In December of 2016, I finally reserve one precious day for my mother. No lie, one precious day. I am always so crazy busy with weddings and the family, that I need to get through the whole season before I can spend an entire day just with her. Her only request was that I take her to my Daddy’s grave (I can’t even believe this story myself), so that we could lay wreaths. I was in the car with my mom for nine minutes flat, when I received an accidental text from one of my friends/colleague, (a friend that has seen me design and teach the “egg” style bouquet repeatedly ) a text that is intended for someone else and it said this….

“Holly will soon post an online video of how to make the bouquet holder out of chicken wire, and how to make a bouquet with it! Wonder how that will effect the patent?”

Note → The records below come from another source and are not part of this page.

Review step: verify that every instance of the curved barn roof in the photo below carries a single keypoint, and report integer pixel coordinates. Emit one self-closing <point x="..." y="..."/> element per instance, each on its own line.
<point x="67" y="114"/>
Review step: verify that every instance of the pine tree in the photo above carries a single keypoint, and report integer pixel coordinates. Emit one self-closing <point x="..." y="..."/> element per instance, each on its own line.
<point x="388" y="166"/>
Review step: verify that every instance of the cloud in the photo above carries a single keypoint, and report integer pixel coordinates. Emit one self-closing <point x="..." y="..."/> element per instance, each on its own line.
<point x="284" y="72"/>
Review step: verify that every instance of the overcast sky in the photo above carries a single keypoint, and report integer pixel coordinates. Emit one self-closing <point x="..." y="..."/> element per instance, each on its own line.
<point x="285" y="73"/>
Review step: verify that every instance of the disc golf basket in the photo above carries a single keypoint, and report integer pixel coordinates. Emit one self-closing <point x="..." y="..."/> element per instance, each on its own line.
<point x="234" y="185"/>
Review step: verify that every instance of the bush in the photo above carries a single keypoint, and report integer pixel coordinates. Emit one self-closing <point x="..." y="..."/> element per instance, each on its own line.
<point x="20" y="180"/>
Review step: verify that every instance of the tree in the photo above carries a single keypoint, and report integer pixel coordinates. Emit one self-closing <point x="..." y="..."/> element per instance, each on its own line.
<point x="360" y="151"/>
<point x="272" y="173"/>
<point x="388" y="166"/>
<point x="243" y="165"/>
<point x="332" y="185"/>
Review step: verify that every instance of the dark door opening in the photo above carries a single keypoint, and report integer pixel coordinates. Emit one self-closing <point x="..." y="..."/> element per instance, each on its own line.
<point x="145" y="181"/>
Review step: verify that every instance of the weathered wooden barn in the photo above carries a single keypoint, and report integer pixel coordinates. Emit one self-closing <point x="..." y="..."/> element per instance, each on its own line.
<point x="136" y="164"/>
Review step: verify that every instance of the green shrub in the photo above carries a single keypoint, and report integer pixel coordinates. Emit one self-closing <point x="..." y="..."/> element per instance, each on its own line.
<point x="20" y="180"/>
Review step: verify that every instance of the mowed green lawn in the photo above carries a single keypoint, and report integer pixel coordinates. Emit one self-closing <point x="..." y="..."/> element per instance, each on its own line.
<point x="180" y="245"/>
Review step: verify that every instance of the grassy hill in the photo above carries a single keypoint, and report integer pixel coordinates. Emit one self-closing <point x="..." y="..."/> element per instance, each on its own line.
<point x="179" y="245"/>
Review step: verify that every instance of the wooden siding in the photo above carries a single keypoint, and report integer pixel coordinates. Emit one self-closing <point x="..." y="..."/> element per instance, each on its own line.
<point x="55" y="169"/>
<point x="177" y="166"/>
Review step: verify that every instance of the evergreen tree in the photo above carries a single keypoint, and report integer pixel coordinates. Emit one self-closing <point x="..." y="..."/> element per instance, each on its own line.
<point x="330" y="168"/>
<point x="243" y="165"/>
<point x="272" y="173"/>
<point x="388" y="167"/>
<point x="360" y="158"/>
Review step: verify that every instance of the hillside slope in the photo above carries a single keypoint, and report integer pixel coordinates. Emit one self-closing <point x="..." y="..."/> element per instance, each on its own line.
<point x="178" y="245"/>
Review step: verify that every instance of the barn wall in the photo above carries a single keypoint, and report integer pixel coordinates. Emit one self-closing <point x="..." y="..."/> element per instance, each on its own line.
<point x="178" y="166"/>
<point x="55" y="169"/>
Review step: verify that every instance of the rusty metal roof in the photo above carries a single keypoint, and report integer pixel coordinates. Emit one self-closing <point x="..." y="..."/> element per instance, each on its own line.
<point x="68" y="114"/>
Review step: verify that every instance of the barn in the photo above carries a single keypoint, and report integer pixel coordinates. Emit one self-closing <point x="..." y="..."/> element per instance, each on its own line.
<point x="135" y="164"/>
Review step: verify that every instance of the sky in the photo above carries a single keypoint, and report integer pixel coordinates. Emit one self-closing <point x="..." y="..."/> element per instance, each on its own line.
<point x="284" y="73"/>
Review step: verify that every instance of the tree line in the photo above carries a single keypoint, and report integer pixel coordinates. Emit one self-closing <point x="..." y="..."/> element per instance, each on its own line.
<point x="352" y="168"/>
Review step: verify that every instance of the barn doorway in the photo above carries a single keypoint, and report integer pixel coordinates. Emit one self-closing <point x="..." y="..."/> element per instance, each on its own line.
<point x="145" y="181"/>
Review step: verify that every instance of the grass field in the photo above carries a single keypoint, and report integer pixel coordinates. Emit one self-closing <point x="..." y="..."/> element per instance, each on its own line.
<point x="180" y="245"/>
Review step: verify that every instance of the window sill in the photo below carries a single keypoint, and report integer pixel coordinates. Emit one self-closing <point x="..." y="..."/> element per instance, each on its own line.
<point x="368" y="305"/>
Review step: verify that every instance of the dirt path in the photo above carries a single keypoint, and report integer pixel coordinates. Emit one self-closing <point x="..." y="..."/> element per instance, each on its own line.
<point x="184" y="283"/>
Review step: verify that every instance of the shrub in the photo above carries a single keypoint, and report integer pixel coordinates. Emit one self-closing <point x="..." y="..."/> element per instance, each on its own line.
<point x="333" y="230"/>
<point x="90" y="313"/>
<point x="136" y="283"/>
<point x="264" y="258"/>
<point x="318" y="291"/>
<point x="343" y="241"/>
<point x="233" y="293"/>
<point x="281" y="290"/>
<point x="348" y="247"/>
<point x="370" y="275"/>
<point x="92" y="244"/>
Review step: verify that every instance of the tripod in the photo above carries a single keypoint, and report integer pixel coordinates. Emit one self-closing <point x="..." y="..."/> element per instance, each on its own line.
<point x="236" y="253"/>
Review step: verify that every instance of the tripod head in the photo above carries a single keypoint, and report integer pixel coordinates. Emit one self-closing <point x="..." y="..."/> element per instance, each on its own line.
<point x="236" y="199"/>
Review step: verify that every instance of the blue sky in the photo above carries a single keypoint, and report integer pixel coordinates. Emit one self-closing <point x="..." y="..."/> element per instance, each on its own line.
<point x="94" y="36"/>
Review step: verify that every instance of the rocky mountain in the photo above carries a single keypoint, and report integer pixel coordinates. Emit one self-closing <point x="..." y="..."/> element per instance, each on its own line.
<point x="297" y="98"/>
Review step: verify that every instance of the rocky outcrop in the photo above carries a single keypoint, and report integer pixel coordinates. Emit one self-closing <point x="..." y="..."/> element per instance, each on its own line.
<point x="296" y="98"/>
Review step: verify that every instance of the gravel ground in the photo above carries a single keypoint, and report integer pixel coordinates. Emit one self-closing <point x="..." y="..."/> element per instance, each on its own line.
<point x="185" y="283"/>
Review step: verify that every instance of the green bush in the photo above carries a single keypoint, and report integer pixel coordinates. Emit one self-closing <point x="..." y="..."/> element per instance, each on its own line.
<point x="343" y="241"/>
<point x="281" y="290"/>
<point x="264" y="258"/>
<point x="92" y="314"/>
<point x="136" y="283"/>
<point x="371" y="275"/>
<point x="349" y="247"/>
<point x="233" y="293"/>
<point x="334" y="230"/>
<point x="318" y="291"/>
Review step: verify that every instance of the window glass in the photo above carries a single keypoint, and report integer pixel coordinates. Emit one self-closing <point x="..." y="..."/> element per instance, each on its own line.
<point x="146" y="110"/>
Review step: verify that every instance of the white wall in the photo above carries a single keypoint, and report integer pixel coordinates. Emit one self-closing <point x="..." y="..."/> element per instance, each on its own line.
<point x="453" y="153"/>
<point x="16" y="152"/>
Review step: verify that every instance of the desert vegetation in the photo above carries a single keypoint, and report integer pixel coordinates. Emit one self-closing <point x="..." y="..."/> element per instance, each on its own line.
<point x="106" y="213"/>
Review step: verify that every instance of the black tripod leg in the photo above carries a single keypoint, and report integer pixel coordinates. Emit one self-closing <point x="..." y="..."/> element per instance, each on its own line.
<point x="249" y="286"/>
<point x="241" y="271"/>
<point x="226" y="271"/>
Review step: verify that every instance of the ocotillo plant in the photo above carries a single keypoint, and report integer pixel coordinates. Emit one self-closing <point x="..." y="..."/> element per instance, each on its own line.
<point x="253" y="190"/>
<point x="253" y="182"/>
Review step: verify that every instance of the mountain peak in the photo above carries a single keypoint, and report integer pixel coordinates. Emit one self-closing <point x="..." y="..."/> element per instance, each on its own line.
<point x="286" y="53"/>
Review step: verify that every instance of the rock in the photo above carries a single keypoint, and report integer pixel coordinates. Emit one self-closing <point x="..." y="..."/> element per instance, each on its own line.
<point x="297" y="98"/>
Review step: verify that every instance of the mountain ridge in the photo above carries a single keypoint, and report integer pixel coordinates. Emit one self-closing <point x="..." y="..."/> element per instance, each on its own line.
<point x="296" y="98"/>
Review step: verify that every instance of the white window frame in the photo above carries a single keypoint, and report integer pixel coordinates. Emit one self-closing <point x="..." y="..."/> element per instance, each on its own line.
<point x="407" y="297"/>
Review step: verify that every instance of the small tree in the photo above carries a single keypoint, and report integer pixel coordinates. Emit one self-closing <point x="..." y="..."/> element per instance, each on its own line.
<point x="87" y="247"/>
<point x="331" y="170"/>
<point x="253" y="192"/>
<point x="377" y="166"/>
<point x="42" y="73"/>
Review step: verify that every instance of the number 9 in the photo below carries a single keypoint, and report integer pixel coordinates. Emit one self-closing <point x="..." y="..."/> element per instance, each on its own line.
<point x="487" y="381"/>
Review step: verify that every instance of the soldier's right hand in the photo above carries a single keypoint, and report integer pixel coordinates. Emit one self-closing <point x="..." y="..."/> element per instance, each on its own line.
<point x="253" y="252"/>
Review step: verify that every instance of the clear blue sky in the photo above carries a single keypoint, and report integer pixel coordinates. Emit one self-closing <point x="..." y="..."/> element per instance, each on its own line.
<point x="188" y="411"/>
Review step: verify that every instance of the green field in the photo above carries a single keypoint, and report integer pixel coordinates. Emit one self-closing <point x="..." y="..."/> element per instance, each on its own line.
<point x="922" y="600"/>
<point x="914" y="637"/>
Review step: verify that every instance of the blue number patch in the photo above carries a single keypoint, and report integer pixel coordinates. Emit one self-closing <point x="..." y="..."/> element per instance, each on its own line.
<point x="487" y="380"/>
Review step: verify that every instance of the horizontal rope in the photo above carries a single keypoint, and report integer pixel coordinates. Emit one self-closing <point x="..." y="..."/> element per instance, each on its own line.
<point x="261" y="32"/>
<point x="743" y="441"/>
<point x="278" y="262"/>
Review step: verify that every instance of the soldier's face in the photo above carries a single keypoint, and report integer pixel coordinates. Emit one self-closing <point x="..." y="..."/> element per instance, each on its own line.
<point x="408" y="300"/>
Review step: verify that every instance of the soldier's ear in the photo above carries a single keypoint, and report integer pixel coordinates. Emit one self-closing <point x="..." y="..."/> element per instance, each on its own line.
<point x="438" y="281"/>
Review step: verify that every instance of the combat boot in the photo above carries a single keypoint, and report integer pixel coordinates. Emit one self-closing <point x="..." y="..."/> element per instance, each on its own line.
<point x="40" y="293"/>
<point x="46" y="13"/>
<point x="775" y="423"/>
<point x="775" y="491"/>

Needless to say, seeing that my friend seemed to be in pursuit of a patent on my concept was yet again another moment of disbelief. If you are anything like me, you may be sitting on the floor right now. I still can’t believe any of this happened to me. Remember I am Holly, just a mom, one that has been designing for 25 years and yes, some amazing stuff has happened to me; however this just doesn’t happen in the world of floristry or over an egg. As I now say, my eggs have been getting me into trouble for a long time. I can also assure you that lots of egg jokes will come about over the next few years, but just imagine in that moment how I felt. I have loved and given to this industry. I have believed in everyone unless they have given me cause not to believe in them. Some of you may wonder why I chose to tell this story. I am even having doubts about sharing this, but in all honesty, the truth is already out there. Many people have witnessed this entire story unfold. There were always friends, colleagues, students, and photographers documenting every bit of this so it’s not a secret. Ultimately, I want to set the record straight, I want to document what happened in my own words, on my own platform. I want to start again fresh. I want to let go. I want to be free of this. I want to enjoy the gift that I was given. I want to celebrate that for one fleeting moment God or the Universe gave me an idea that was valuable and worthwhile. I want to forgive, move forward, rejoice, and I want people to realize that this stuff can happen to anyone. I must never ever forget that I need to protect my business and my concepts, and act with diligence. The gifts we are given are meant to be acted upon, if we don’t move forward, someone else surely will. Moments after receiving the above text I turned towards my future, but that is another post for another day.

  • Kate Minelian Says: (10.23.2017 | 10:12)

    Beautiful, honest and brave, just like you!